Well yes and no – I’ve only really looked at the manufacturer’s tension values for carbon rims – but to be fair I only bought a tension meter for doing carbon rims and didn’t bother before that.
Mostly it seems that it is the relative tension of the spokes to each other that is important rather than the absolute value, and you are right that listening to the plucked value may be “good enough” in some cases, and you also need to have a good enough ear.
Anyway, here are couple of useful videos, the first is trials rider Ali Clarkson’s second part of his latest wheel building video (the first part is on wheel lacing). Ali builds a lot of wheels for folk, including (as far as I know) Danny MacAskill. The second is Park Tool’s video on using their app to document your wheel build.

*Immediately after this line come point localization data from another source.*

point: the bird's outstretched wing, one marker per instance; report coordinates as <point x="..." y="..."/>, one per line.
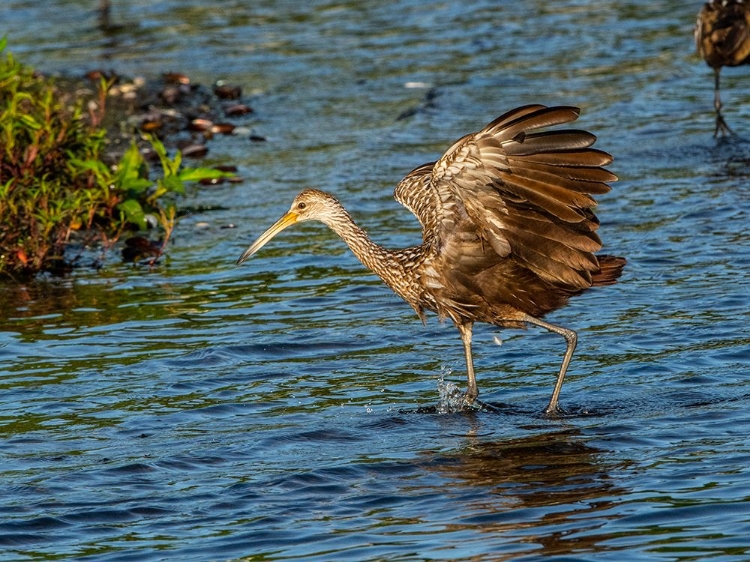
<point x="722" y="33"/>
<point x="512" y="193"/>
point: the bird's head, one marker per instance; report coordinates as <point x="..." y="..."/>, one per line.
<point x="310" y="204"/>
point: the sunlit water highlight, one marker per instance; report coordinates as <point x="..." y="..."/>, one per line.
<point x="293" y="408"/>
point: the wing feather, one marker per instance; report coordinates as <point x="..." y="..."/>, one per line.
<point x="511" y="195"/>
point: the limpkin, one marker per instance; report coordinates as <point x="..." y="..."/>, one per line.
<point x="722" y="37"/>
<point x="507" y="224"/>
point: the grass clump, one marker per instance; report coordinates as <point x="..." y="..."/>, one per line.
<point x="54" y="185"/>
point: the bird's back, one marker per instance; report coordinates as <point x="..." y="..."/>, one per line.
<point x="722" y="33"/>
<point x="507" y="218"/>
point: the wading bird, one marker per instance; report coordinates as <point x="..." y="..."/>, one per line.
<point x="507" y="225"/>
<point x="722" y="37"/>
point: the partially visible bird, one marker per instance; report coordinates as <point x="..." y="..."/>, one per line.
<point x="507" y="224"/>
<point x="722" y="37"/>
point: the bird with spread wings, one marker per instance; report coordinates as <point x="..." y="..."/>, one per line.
<point x="508" y="228"/>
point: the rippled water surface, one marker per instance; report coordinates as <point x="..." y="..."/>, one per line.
<point x="293" y="408"/>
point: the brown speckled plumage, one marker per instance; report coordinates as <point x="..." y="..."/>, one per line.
<point x="722" y="37"/>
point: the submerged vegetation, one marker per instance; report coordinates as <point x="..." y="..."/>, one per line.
<point x="57" y="192"/>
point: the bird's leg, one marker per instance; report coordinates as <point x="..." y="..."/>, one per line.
<point x="471" y="389"/>
<point x="721" y="125"/>
<point x="571" y="338"/>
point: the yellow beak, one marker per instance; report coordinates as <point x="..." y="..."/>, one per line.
<point x="287" y="220"/>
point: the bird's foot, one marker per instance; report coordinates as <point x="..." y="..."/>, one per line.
<point x="554" y="411"/>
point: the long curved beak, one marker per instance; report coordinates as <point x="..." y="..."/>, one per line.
<point x="287" y="220"/>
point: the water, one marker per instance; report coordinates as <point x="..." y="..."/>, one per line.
<point x="292" y="408"/>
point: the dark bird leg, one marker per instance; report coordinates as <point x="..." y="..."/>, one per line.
<point x="571" y="338"/>
<point x="721" y="125"/>
<point x="471" y="389"/>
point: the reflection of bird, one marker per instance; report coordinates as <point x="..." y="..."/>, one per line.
<point x="722" y="36"/>
<point x="508" y="231"/>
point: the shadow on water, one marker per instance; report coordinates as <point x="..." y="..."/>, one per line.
<point x="551" y="489"/>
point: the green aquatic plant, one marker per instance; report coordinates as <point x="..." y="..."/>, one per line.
<point x="56" y="189"/>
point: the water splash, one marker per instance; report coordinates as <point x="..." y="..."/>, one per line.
<point x="451" y="396"/>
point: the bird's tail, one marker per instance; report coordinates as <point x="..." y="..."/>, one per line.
<point x="610" y="268"/>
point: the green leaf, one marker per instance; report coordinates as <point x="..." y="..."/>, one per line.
<point x="197" y="174"/>
<point x="133" y="213"/>
<point x="173" y="184"/>
<point x="30" y="122"/>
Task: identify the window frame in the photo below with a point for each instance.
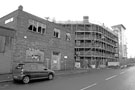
(56, 33)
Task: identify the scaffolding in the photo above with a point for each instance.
(94, 44)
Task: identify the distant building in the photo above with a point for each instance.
(95, 45)
(120, 30)
(37, 40)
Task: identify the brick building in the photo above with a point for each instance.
(37, 40)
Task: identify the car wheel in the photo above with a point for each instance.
(26, 79)
(50, 76)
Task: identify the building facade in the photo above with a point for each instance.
(37, 40)
(95, 45)
(120, 30)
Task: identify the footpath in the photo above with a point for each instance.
(8, 77)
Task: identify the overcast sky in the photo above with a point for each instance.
(109, 12)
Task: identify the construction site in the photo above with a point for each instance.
(95, 45)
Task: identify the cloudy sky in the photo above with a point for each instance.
(109, 12)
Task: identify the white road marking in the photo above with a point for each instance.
(4, 86)
(122, 72)
(89, 86)
(111, 77)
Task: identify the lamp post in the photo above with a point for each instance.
(65, 59)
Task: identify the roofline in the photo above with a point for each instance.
(119, 25)
(7, 28)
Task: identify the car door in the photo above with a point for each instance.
(42, 71)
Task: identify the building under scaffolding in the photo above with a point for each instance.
(95, 45)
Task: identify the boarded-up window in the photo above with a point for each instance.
(2, 44)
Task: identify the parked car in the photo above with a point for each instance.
(30, 71)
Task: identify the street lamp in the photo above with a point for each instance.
(65, 57)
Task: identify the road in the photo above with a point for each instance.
(107, 79)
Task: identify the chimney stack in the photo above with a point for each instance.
(85, 19)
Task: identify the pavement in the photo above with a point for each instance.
(8, 76)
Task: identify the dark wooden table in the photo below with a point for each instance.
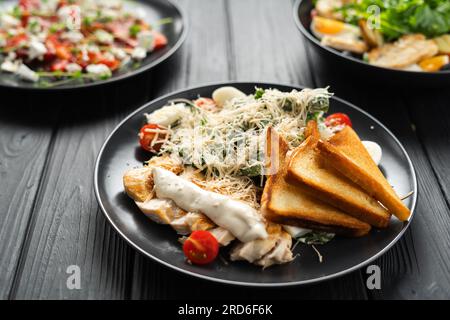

I have a Park tension meter, however when you start to read about these things it doesn’t really stack up against ones from the likes of DT-Swiss and Sapim which are much more expensive. It is probably a case of diminishing returns though (and I suppose how much is riding on the quality of the wheel).
I’m tone deaf so I used an app on my phone to measure the tone for my 36" build. I also use a thing like a guitar steel at the spoke cross to get a true measurement on a single spoke with no interference from the adjacent crossed spoke. I’ve also used a small C clamp on the cross to do the same thing. Based on my measurement and calculation I’m putting about 90kg (200lb) of spoke tension on my 36er (brake side Nimbus) but I have no ideal what the rim is rated for. It must be about right because I’ve put several thousand miles on it with no problems.
For regular maintenance I just quickly pluck the spokes around the wheel and listen for any differences. If I happen to have a loose spoke I can tell right away.
First order of business is absolutely to get the super loose ones up to the same tension as the rest. I’d personally just do that and keep a close eye on how it develops over the next few rides, if other spokes keep coming loose the whole wheel needs more tension. Sometimes you just get a random hit on a few spokes and that’s why they untightened, but the overall tension of the wheel is fine.
I’ve built around 100 wheels. When you are building the wheel keep tightning until you hear a pinging sound. The spoke gets twisted and the ping is the spoke untwisting. At that point he spokes are probably tight enough. If you want to go tighter for a heavy load keep tightning 1/4 turn at a time until you round off one of the nipples. Replace the nipple and back off the tension a full turn on each spoke. True the wheel ride it repete until the wheel is perfect. Once I tried to see how tight I could get the spokes. I used a spoke wrench and a screwdriver. As I approached around double tension the wheel buckled. It is possible for a nipple to strip and go shooting off so wear some Lexan lenses. I bicycle tour with 165 to 190 pounds on the back wheel and have hit 53 mph on wheels I built. I’m still here after 120000 miles so I think my wheel building advise is sound.
Now that your wheel is true lay it on it’s side. Thump one of the spokes with your fingernail. Now thump the one closest to it on the opposite side. Spokes are laced so if you thump the one on the outside on one side thump the one on the outside on the other side. Decide which one has the higher tension and make a note on a piece of paper. Do all the spokes this way. Your results will look something like this. U U D U D U U U If you end up with more of one letter than the other your wheel is off center. Give all the spokes on lower tension side 1/4 turn then repete the process.